俺が彼女に迫られて、妹が怒ってる? (MF文庫J)

俺が彼女に迫られて、妹が怒ってる? (MF文庫J)

ストーリー
とある事故がきっかけで霊に触れることができるようになった一ノ瀬悠斗とその妹・亜夢。
この能力を活かして悪霊退治を行いながら、仲の良い二人暮らしを送っていた。
ところがある日、二人の前に炎の剣を操る美少女除霊師・桜ヶ丘ひよりが現れ、いきなり悠斗に告白してきて……。



野島けんじ先生の新作。前作が好きだったので読んでみました。
ちょっと読んだ時点で、ああ、野島先生の文章だなあと一種の安心感。平易なようでいて、実はクセが強いと思うんですよね。この文章。
地の文は一人称なんですけれども、語り口が前作にそっくりでした。特にコメディ部分だとそれが顕著です。
女の子の可愛さが存分に現れていて、個人的には結構好きなんですけどね。
お話の展開が、またかなり独特です。ジャンル的には間違いなくラブコメなんですが、ただのラブコメにしては、ところどころ結構エグい。一種テンプレ的なコメディパートに油断してると、予想外の方向に叩き落とされる。
肝心なのは、エグいんだけれどあくまでハッピーエンドだということです。言ってしまえばご都合主義なのかもしれませんが、そこがいい。
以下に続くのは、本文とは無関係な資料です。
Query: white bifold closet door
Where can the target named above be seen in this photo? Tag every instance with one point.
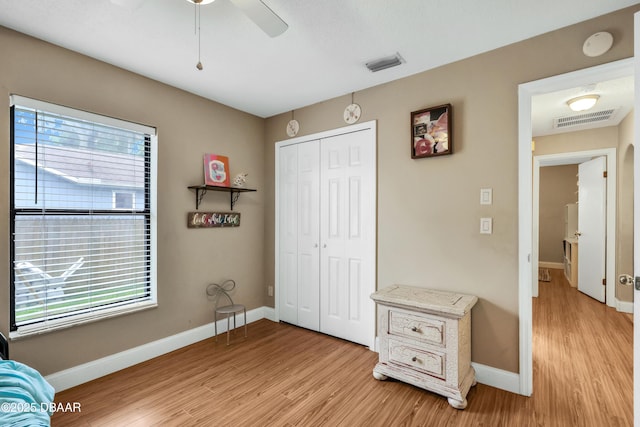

霊の存在が一般に認知されている世界で、霊に触ることができる力を手に入れた兄妹・悠斗と亜夢。
そんなふたりの前にいきなり現れて、いきなり「期間限定でつき合わないか」などと言い出す美少女・ひより。
何か裏があることは分かりつつ、その理由がなかなか明らかにされなくて、うやむやのままにラブコメパートが進んでいきます。
タイトルからは亜夢vsひよりという構図を想像するけれど、むしろ、ひよりと、除霊師・すずめとの争いの方がメインだったような気も。
ひよりとすずめ、タイプの違う強引な美少女ふたりに引っかき回される悠斗は、大変そうだけれど実に羨ましいですね。クラスメイトの嫉妬を買うのも当然といえる。
ただ、どれだけひよりに「迫られて」も妹のことを第一に考える悠斗には感心しました。別にシスコンというわけではないんでしょう。妹思いだというのはいいことです。


回収されていく伏線、明かされる謎、そして一気にクライマックスへ。
いやあ正直、わりとあからさまな伏線が多かったので、この展開が来るより先に気付いてはいたのですが……それでもやっぱり衝撃的でした。敵の悪霊に腹が立って仕方がないですね。
いよいよ追いつめられて、もうどうしようもない状態。そこからのひっくり返し。これが上手いと思います。
明らかに無理やりハッピーエンドに導いていることが分かってしまうと白けてしまうものですが、ここでもご丁寧に伏線が張られていたから、もうしょうがない。参りましたの一言。
一瞬、次からタイトルを変えなきゃならないのでは? なんて思ってしまいましたが、これで一安心ですね。
1冊かけて物語の土台が整ったので、次からはまた新たなストーリーが始まっていくのかな。アクションはもちろん、魅力あるヒロインたちとの恋愛模様に期待です。


イラストは武藤此史さん。前作から続けての登板ですね。ヒロインがどの娘も可愛いです。特に亜夢。
ひよりの胸の大きさについて本文と食い違っているのは少し気になりました。これ、どう見ても薄くはないように見えるのですが……。


「俺」タイトルにも長文タイトルにも好意的な私ですが、この作品にはあまり合ってないように感じました。ううん。